The CPLD on the bottom left controls everything. Here's a block diagram of the system including several functional units inside the CPLD as well as external components like the ROM, RAM, 68k CPU, and the latches for the posted write buffer.
Of course, my description above sort of just scratches the surface. There are four main blocks in the CPLD shown in the diagram above. These are the FSB controller, DRAM/ROM controller, I/O bus target (i.e. slave port), and I/O bus agent (i.e. master controller). I have tried my best to specify the behavior of these blocks in my timing diagrams available here: https://garrettsworkshop.github.io/WarpSE/Documentation/index.html
These are complicated but I'm hoping some of our skilled members can take a look. The diagrams are a bit of a work in progress but I believe they all basically make sense.
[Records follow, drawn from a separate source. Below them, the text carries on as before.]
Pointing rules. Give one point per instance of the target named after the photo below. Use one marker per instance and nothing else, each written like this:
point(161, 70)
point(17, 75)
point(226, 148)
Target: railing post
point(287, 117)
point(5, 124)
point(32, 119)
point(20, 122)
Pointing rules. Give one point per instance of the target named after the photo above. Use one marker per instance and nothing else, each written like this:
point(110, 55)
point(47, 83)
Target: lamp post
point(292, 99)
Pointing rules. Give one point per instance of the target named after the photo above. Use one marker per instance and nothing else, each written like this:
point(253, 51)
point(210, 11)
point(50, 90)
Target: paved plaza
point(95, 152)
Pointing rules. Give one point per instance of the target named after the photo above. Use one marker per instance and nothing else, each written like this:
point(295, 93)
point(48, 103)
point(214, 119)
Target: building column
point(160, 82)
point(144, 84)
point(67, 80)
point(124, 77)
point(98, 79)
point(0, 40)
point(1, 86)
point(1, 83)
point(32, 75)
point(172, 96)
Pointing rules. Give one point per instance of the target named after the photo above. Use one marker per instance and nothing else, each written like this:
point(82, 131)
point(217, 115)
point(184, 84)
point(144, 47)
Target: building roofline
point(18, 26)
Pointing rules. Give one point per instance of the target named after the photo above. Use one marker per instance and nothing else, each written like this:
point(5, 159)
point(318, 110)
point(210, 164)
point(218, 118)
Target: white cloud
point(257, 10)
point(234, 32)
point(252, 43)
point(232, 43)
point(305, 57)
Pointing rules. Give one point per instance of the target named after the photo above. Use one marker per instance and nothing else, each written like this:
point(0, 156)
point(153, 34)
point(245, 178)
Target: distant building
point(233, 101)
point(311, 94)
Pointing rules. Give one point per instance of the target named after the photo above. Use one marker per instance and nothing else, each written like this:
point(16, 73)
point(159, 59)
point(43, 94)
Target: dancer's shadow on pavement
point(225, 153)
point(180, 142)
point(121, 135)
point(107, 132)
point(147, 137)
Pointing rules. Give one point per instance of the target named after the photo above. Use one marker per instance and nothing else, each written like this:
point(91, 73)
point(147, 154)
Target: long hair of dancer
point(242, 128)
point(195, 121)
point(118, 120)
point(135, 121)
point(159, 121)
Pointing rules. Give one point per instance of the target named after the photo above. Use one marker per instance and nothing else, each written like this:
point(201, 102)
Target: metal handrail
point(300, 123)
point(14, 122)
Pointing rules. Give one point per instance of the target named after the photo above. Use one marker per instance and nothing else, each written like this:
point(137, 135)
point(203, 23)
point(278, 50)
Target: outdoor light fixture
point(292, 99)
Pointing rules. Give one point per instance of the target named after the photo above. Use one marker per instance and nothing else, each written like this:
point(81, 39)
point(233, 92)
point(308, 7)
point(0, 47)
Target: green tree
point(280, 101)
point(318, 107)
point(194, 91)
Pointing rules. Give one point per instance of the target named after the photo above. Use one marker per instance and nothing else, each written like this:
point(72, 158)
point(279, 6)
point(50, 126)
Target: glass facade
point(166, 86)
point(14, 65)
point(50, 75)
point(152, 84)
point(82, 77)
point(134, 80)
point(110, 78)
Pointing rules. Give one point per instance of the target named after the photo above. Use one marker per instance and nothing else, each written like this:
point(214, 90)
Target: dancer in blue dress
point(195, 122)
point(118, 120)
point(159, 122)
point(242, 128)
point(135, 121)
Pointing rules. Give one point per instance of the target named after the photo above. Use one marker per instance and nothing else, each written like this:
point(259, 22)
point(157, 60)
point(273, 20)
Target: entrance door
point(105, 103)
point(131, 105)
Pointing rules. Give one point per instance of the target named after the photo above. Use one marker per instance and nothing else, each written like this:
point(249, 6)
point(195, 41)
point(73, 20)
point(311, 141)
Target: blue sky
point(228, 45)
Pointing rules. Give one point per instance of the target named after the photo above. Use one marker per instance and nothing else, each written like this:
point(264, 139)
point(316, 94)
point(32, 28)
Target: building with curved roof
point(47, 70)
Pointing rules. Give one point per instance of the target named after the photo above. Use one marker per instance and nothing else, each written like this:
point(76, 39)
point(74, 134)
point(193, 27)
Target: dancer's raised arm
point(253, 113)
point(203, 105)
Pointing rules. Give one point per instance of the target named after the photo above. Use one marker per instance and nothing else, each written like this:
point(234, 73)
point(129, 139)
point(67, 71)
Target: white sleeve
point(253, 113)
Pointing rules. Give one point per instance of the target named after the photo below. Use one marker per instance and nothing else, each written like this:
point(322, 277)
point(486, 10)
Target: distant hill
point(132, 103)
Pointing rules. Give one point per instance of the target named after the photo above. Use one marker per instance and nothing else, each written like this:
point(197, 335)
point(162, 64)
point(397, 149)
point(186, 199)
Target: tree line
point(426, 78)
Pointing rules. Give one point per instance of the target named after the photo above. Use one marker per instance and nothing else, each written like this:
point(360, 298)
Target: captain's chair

Here's an annotated render of the board showing where the external components are placed:
One interesting feature that I have added partway through development is the USB update system. I am using the inexpensive CH340G USB-to-serial chip to bit-bang the CPLD's JTAG port in order to do a software update. The data rate is pretty slow, maximum 1 kbit/sec, so it will take several minutes to update the CPLD. Nevertheless it's totally worth it since the additional cost for the update system is quite low. Here's the schematic for the update part of the system:
Source: https://github.com/garrettsworkshop/Warp-SE
I am of course looking for feedback, but my main aim in posting this documentation is to get some information out there on how to design an accelerator. Boards and PAL/GAL images are good to reverse engineer for study and reproduction, but with that approach you don't get get to hear from the designer about the tradeoffs and reasoning. I think my design methodology works well and I will teach it to anyone who's interested and has the required prerequisite knowledge. I like designing by myself and with Garrett but we are feeling lonely! It would be good to get some collaborative projects going where the understanding of how they work is distributed among the community rather than just with a few people. So this big dump of documentation is my attempt to start down that path.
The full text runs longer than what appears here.